Comme cette atomisation à laquelle ils travaillent tant s’est souvent inversée des manières les plus étonnantes dans le passé, ils se mettent à parer en avance… Lois sur la récidive, fichage ADN, peines plancher, militarisation des espaces publics, construction de nouvelles prisons, criminalisation des grévistes, enfermement des mineurs… C’est que, par éclairs, leur rêve ressemble à une vitrine ouatée protégeant des choses vides, et quand il s’écroule parfois, c’est le son d’un orage que l’on entend. Voyez les grèves sauvages, les résistances aux expulsions, les séquestrations de patrons, les sabotages, les incendies, les émeutes…
Quelque chose se cherche, et quand ça se trouvera…

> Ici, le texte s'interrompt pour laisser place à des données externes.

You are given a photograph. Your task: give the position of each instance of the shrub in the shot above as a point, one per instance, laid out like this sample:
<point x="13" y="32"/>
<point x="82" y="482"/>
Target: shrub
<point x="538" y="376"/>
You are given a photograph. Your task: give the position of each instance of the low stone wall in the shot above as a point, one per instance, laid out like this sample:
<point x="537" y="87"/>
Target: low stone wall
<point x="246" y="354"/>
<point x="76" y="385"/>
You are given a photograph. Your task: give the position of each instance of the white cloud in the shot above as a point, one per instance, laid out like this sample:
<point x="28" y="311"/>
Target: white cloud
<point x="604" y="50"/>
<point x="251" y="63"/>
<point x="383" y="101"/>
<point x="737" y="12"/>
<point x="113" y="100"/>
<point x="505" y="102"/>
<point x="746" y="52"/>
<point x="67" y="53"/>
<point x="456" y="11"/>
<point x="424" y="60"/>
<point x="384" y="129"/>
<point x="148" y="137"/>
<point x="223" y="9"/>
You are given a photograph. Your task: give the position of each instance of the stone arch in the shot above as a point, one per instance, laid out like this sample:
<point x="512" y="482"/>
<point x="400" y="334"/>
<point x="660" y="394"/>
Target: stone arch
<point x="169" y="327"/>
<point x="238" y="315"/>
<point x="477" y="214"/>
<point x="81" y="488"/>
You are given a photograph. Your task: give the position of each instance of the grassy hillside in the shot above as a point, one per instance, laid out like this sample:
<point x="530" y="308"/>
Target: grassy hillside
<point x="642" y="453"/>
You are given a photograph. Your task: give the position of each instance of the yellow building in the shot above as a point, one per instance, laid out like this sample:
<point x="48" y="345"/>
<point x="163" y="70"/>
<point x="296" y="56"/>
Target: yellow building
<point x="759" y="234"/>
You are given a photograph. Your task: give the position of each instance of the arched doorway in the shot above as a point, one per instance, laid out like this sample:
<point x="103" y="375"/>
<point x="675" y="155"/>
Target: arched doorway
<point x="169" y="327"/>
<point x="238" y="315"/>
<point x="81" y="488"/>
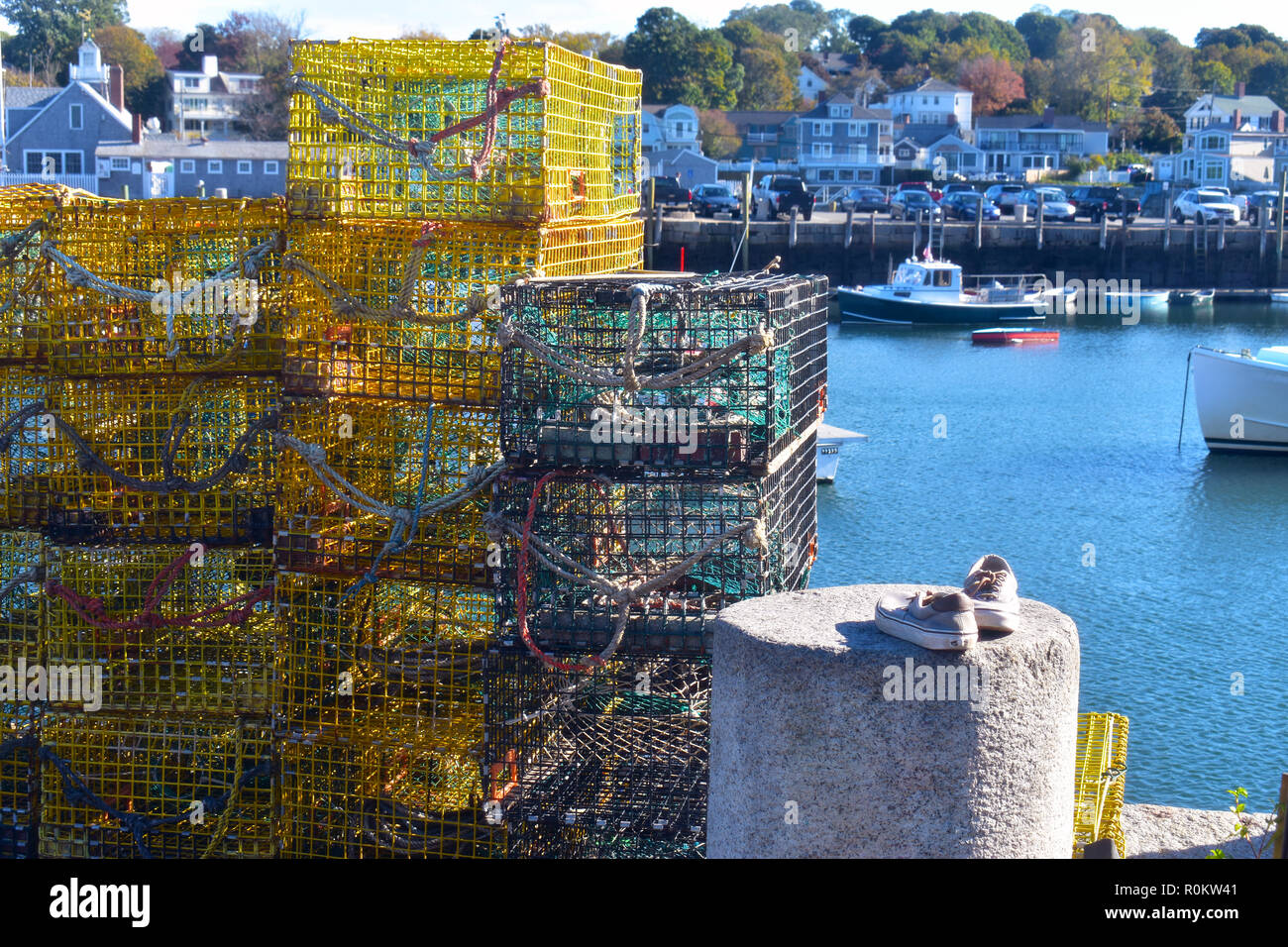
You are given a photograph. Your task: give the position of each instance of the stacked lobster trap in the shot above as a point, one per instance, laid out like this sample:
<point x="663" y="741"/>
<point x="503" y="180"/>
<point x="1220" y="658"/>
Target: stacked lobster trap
<point x="140" y="371"/>
<point x="661" y="437"/>
<point x="423" y="176"/>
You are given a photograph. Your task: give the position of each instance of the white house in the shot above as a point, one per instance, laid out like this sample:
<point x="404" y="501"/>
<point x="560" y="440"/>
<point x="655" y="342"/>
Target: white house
<point x="669" y="127"/>
<point x="934" y="102"/>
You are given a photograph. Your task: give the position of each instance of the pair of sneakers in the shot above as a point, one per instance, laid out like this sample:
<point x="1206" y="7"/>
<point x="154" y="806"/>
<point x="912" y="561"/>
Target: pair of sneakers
<point x="952" y="620"/>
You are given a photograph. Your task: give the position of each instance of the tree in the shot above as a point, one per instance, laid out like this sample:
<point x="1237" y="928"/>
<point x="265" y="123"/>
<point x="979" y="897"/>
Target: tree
<point x="50" y="33"/>
<point x="993" y="82"/>
<point x="720" y="137"/>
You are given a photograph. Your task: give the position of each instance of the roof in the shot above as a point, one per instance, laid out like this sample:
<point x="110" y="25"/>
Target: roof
<point x="161" y="147"/>
<point x="1038" y="123"/>
<point x="29" y="95"/>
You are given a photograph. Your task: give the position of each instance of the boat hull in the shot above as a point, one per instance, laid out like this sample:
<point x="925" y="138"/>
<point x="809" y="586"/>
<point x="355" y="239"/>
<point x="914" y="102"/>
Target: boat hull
<point x="858" y="307"/>
<point x="1241" y="402"/>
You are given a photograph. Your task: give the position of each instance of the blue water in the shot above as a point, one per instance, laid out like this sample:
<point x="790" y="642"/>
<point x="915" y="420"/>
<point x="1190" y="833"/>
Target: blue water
<point x="1050" y="449"/>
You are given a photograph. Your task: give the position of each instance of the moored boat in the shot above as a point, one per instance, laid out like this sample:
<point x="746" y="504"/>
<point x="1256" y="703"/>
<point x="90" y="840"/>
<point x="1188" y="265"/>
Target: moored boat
<point x="1241" y="399"/>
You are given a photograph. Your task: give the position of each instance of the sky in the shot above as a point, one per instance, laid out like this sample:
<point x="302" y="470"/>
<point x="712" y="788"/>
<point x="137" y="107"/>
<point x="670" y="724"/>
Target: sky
<point x="333" y="20"/>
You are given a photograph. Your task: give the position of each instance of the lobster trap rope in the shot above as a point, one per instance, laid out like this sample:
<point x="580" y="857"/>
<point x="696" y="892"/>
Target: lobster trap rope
<point x="627" y="377"/>
<point x="621" y="592"/>
<point x="334" y="111"/>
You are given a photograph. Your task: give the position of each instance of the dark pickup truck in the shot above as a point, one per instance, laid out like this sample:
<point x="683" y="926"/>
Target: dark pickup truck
<point x="1099" y="202"/>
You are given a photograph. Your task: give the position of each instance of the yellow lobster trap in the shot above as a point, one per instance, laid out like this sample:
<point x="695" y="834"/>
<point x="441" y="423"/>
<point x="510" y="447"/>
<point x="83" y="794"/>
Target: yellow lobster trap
<point x="390" y="487"/>
<point x="20" y="779"/>
<point x="171" y="629"/>
<point x="384" y="801"/>
<point x="22" y="599"/>
<point x="1100" y="768"/>
<point x="496" y="131"/>
<point x="165" y="286"/>
<point x="125" y="788"/>
<point x="399" y="309"/>
<point x="27" y="213"/>
<point x="161" y="459"/>
<point x="391" y="663"/>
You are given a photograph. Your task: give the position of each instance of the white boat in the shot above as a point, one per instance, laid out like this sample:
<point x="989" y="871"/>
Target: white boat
<point x="1241" y="398"/>
<point x="828" y="451"/>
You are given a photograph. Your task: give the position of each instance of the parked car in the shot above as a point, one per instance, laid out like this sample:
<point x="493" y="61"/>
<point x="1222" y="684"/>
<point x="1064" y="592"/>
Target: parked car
<point x="863" y="198"/>
<point x="1205" y="205"/>
<point x="777" y="195"/>
<point x="910" y="204"/>
<point x="709" y="200"/>
<point x="918" y="185"/>
<point x="1004" y="196"/>
<point x="964" y="205"/>
<point x="1055" y="202"/>
<point x="669" y="192"/>
<point x="1262" y="202"/>
<point x="1099" y="201"/>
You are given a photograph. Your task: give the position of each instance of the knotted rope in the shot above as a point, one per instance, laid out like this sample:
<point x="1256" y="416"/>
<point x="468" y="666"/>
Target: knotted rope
<point x="334" y="111"/>
<point x="627" y="379"/>
<point x="621" y="592"/>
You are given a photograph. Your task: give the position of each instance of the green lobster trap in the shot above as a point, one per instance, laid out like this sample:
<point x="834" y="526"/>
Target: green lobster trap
<point x="384" y="801"/>
<point x="20" y="779"/>
<point x="170" y="629"/>
<point x="398" y="309"/>
<point x="389" y="487"/>
<point x="142" y="787"/>
<point x="496" y="131"/>
<point x="692" y="375"/>
<point x="165" y="286"/>
<point x="642" y="567"/>
<point x="606" y="764"/>
<point x="391" y="663"/>
<point x="161" y="459"/>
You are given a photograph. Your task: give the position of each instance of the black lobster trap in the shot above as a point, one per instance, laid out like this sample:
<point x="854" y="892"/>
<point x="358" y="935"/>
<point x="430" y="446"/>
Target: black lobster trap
<point x="708" y="375"/>
<point x="642" y="567"/>
<point x="605" y="764"/>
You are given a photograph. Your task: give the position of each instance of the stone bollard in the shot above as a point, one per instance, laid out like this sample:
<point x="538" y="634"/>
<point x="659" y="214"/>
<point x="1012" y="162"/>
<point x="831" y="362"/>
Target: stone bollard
<point x="831" y="738"/>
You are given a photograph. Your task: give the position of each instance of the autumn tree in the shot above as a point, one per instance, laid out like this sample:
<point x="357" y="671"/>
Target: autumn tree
<point x="993" y="82"/>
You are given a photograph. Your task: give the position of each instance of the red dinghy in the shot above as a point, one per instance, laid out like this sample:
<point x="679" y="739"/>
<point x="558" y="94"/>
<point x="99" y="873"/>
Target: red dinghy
<point x="1016" y="337"/>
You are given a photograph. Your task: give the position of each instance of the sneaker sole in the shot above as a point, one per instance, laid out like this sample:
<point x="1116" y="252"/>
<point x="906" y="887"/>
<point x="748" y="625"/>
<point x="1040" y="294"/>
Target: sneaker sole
<point x="926" y="638"/>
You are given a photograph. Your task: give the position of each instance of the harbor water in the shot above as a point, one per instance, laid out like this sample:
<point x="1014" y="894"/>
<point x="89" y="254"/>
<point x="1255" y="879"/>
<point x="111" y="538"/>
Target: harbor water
<point x="1064" y="459"/>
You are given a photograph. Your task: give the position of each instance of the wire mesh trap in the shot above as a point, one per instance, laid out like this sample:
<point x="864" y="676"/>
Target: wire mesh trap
<point x="163" y="286"/>
<point x="172" y="629"/>
<point x="605" y="764"/>
<point x="398" y="309"/>
<point x="696" y="375"/>
<point x="20" y="779"/>
<point x="22" y="599"/>
<point x="477" y="131"/>
<point x="161" y="460"/>
<point x="394" y="663"/>
<point x="27" y="211"/>
<point x="356" y="471"/>
<point x="1099" y="788"/>
<point x="642" y="567"/>
<point x="382" y="801"/>
<point x="129" y="788"/>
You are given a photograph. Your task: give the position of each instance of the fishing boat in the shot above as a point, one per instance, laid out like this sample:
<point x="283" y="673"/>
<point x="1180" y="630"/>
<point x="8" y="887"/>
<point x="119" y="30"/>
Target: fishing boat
<point x="1192" y="298"/>
<point x="931" y="292"/>
<point x="1241" y="399"/>
<point x="1016" y="337"/>
<point x="828" y="451"/>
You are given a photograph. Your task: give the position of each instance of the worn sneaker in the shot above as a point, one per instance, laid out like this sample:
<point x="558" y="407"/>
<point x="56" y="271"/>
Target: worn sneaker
<point x="992" y="590"/>
<point x="936" y="620"/>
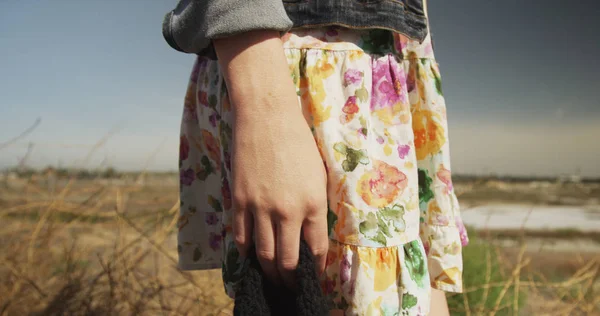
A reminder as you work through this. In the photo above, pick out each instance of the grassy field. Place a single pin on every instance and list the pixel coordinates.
(106, 246)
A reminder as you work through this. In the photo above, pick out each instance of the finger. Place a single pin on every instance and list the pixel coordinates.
(288, 249)
(315, 235)
(264, 237)
(242, 230)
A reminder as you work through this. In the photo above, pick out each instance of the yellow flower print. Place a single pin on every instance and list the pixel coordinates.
(384, 264)
(449, 276)
(428, 131)
(445, 176)
(381, 185)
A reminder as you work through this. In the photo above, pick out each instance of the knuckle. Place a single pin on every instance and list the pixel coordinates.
(265, 255)
(319, 251)
(316, 203)
(288, 264)
(240, 240)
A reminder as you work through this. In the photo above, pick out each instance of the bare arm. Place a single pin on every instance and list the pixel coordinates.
(279, 180)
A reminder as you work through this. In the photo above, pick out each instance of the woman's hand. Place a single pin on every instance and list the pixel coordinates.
(279, 181)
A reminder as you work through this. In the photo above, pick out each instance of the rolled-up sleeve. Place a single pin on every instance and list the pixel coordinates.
(441, 228)
(193, 24)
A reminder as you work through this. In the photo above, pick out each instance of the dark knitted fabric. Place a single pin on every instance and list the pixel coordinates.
(259, 297)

Le 13 octobre dernier, l’article ne rendait pas compte d’une chose importante, sans doute par précipitation, et sans doute parce que ce n’était pas le moment : Ce fut une belle expulsion.
La maréchaussée du quartier n’est pas intervenue, sûrement intimidée par des tracts et une banderolle décidément pas misérabilistes, ainsi que par un nombre d’occupants difficile à évaluer.
Dehors, les groupes se forment en bas de l’immeuble, en contrebas de la rue… C’est une brigade spéciale qui tente, en vain, d’enfoncer plusieurs des barricadages érigés par on-ne-sait quelle bande de malins bricoleurs. Pour finir, ils enfoncent deux murs, non sans avoir par erreur défoncé la porte d’un voisin. La fougue, certainement… Pour “légaliser” cette expulsion sauvage, la SIEMP, comme d’autres bailleurs dans plusieurs villes (Lyon, Grenoble), a préalablement pris soin de déposer plainte pour dégradation. Une “technique” juridique leur permettant d’éviter une procédure plus longue en référé.

Dehors, dans le quartier de Ménilmontant, la militarisation de l’espace ne passe pas inaperçue. Durant six heures, le barrage de la rue et le déploiement policier échauffe les esprits. Silence et apathie n’y règnent plus. Des CRS sont sortis, mais devant la tension qui monte, ils sont vite rangés. Ce que la SIEMP fait d’habitude discrètement, administrativement, tôt le matin ou tard le soir, elle est obligée de le faire en plein jour, sans avocats, sans juges, sans recommandés avec accusé de réception. La situation, aujourd’hui, révèle de vrais visages, de vrais mouvements, de vrais camps, qui se font face. Physiquement. Les forces en présences n’ont ici que faire d’argumentations juridiques.

100 à 150 personnes seront finalement de la partie, en différents endroits (devant la porte de l’immeuble, plus bas dans la rue, entravant la circulation des camionnettes de flics et leur jetant divers projectiles allant de la bouteille à la table de café…). L’expulsion n’est pas tranquille, dans les fourgons les flics sont encore tendus, et le bouclage du quartier se poursuit deux heures après l’évacuation finale des lieux.
C’est, bien plus qu’un lieu de perdu, le souvenir qui reste de cette belle journée d’octobre.

10 personnes seront finalement interpelées, ainsi qu’un mineur attrapé pendant les échauffourées qui suivent. Ils passeront en procès le 5 novembre prochain à 9h00, à la 28ème chambre correctionnelle de Paris, inculpés de dégradation grave en réunion.